“An eerie, enchanted night. Full moon. The devil has just returned from a grand ball held in his honor. He is accompanied by his retinue, among them a red-headed succubus; a giant talking cat, Behemoth; and the devil’s date at the ball, a naked woman he has abducted named Margarita. They gather in a Moscow apartment and prepare to have supper. A candelabra flickers; the fireplace roars. The succubus slinks. The devil sits on the edge of his bed in a nightshirt. Behemoth spreads mustard on an oyster.” So writes Nathaniel Rich in Guernica about this novel.

This was 1929 Moscow. The most evil time in Russia, marked by coercion and fear. People either wanted to disappear or resort to anything to save themselves. There was lie. There was deceit. There were no morals. There was no spirituality. Only desperation.

Things go awry further when a “mysterious stranger (the Devil) arrives in town “with a bizarre entourage that includes a giant talking cat and a fanged assassin”. In this labyrinth a repressed writer, the Master, gets entangled along with his beloved, Margarita. The Devil manipulates both the Master and Margarita, his muse, setting off a series of events that are adventurous and though-provoking.

The key setting for The Master & Margarita was apartment 50 in the Art Nouveau building in central Moscow where the author and his wife lived for several years.
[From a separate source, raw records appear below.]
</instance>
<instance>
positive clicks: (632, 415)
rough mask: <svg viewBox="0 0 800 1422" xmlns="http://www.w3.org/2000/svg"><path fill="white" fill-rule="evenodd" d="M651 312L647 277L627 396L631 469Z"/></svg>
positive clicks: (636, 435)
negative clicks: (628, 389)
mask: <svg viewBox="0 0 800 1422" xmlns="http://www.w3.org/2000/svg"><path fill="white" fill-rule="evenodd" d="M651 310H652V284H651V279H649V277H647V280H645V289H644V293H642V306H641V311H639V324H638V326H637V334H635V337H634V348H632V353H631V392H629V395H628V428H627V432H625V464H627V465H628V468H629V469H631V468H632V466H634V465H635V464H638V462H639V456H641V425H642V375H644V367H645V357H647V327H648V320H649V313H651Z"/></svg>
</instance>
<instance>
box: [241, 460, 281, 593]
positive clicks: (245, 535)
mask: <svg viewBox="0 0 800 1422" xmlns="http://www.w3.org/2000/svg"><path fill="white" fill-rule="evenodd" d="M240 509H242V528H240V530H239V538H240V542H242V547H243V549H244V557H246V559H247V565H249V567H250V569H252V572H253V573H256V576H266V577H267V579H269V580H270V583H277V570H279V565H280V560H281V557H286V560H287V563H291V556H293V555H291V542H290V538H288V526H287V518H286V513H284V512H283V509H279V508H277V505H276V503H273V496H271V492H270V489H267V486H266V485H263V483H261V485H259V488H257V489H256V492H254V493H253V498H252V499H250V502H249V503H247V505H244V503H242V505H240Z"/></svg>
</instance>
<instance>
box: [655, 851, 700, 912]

Mikhail Bulgakov, who was described in the official Big Soviet Encyclopedia as a slanderer of Soviet reality, wrote the novel between 1928 and 1940. However, it wasn't published until 1966.

It is said that Bulgakov burned the original manuscript in a stove but his wife preserved the manuscript, which was then published, reprinted, performed in theatre, and made into movies and television series.

Published in 1966. Translated from the Russian by Michael Glenny, published in 1967.